We were given advice to have a number of extinguishers on hand. You should have one for your car or truck, one for an outside compartment, one in the bedroom, and one near the kitchen area. These small extinguishers will not put out an RV fire that has been going for more than a couple of minutes. You have them to beat down the flames so you can get out of your rig. Even the largest RV can be reduced to a pile of smoldering ashes in five or six minutes. There are many videos on the internet showing this. For that reason, you must get out quickly. Your “stuff” isn’t worth your life or your family’s life. These four extra fire extinguishers can be purchased for as little as sixty or seventy dollars.
There are automatic temperature activated units for the both engine and the generator compartments. These use a gas such as Halon to displace the oxygen and extinguish the fire. There is also a Halon unit available for the refrigerator compartment to combat refrigerator fires.
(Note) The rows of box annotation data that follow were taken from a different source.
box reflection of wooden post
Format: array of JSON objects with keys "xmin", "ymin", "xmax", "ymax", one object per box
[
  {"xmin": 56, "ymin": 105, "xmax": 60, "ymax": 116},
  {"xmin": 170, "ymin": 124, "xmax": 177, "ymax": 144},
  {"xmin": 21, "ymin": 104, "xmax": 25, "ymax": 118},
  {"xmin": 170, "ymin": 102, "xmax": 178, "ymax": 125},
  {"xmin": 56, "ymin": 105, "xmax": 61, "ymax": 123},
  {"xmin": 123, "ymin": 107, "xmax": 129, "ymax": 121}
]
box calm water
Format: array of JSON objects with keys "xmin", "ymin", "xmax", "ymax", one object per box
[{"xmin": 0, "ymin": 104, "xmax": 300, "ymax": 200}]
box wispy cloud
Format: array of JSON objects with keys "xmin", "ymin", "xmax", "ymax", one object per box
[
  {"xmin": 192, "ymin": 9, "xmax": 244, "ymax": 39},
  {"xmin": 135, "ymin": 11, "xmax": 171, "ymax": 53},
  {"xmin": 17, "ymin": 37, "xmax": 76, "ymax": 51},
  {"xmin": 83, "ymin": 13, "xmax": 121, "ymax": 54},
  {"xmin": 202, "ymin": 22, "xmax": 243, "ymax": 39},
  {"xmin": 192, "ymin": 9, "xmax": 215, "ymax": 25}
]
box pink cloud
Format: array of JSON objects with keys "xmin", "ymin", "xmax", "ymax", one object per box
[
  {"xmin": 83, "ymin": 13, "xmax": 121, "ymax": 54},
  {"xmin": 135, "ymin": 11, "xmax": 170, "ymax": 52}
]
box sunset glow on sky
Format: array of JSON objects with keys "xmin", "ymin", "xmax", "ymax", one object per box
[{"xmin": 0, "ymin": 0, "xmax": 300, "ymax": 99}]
These units are expensive, but they provide peace of mind as part of your RV Safety plan.
Every RV has at least one emergency exit besides the entry door. It is usually a bedroom window with a hinge on top so the window can be tilted out to allow escape. Check and exercise this emergence exit at least twice a year. Put gasket lube on the gasket to keep it soft and pliable so it will be easy to open when needed. A short stick the size of a broom handle cut to around 18 inches long is a great tool to keep the often heavy window open when using it as an exit. Paint it fluorescent orange and place it where it will be available in case of emergency. The window edge is usually thin and painful when you go out. There will also be a drop from the window to the ground several feet below. For these reasons, drag your bedding out the window with you to cushion yourself.
You and your spouse and passengers should do a fire drill every year where you find all fire extinguishers and at least simulate going out the emergency exit. Just remember that the fire extinguishers are to beat the fire back so you can get out quickly, not to put out the fire.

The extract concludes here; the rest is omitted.